The IRFB has continuously been developed since the introduction of the system. Petek et al. substituted the solid felt electrodes with slurry electrodes (e.g. MWCNT). Research groups worked on analysing different additives to minimise HER. [8] Noack et al. investigated different supporting salts (e.g. K+, Cs+, Mg2+, Al3+) and secondary metals in 2021 with Cu, Tl, Pd and Cd being promising metals.
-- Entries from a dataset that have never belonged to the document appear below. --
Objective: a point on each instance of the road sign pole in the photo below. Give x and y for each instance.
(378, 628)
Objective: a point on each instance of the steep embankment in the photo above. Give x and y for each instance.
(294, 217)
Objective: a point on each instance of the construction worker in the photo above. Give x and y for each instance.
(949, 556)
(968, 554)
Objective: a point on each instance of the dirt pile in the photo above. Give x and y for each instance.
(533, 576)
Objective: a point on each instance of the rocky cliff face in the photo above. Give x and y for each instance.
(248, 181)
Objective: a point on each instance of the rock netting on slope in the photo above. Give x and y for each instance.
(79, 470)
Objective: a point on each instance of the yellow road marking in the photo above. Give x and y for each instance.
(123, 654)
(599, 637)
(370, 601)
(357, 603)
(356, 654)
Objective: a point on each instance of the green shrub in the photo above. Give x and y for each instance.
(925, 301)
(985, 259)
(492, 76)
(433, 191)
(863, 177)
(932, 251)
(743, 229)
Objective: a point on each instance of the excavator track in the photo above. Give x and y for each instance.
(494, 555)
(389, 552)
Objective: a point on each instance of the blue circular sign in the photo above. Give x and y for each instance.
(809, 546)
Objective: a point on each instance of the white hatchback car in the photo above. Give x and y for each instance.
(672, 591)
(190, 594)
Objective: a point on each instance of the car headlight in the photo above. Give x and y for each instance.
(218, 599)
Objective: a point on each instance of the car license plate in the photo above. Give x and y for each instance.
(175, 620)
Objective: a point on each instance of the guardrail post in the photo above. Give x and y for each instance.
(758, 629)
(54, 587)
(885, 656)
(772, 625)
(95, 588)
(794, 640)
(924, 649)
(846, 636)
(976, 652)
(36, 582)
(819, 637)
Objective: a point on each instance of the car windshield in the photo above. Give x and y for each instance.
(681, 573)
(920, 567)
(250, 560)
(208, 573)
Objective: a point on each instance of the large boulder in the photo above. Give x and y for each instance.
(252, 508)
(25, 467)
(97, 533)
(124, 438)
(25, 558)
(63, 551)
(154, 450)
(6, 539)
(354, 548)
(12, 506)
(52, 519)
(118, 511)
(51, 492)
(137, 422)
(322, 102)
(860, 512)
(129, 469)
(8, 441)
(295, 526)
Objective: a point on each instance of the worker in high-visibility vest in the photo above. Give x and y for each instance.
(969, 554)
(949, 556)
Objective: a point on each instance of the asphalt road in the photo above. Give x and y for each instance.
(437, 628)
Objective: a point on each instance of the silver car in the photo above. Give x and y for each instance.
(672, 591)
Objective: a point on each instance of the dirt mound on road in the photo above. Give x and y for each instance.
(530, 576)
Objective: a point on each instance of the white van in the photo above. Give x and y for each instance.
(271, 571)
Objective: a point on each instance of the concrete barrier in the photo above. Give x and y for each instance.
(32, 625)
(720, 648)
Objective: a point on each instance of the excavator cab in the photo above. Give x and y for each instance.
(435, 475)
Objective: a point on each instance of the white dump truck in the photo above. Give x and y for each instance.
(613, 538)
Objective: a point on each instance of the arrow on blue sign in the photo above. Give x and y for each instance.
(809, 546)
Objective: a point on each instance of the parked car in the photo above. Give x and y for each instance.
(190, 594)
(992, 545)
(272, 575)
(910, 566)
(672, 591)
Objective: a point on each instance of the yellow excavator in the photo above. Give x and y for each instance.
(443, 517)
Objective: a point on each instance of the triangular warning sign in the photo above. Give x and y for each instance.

Adding ligands to the electrolyte, thus, forming iron complexes, increases the cell voltage. Gong et al. combined different redox pairs with different ligands and increased the cell voltage from 1.2 V to 1.34 V with [Fe(CN)6]3- / [Fe(CN)6]4- and [Fe(TEOA)OH]− / [Fe(TEOA)OH]2- in an alkaline environment.

Different rebalancing systems were analysed  and Noack et. al. further investigated coupling the IRFB with a fuel cell as a rebalancing system.

The development is ongoing as the motivation to alternative energy storages is high.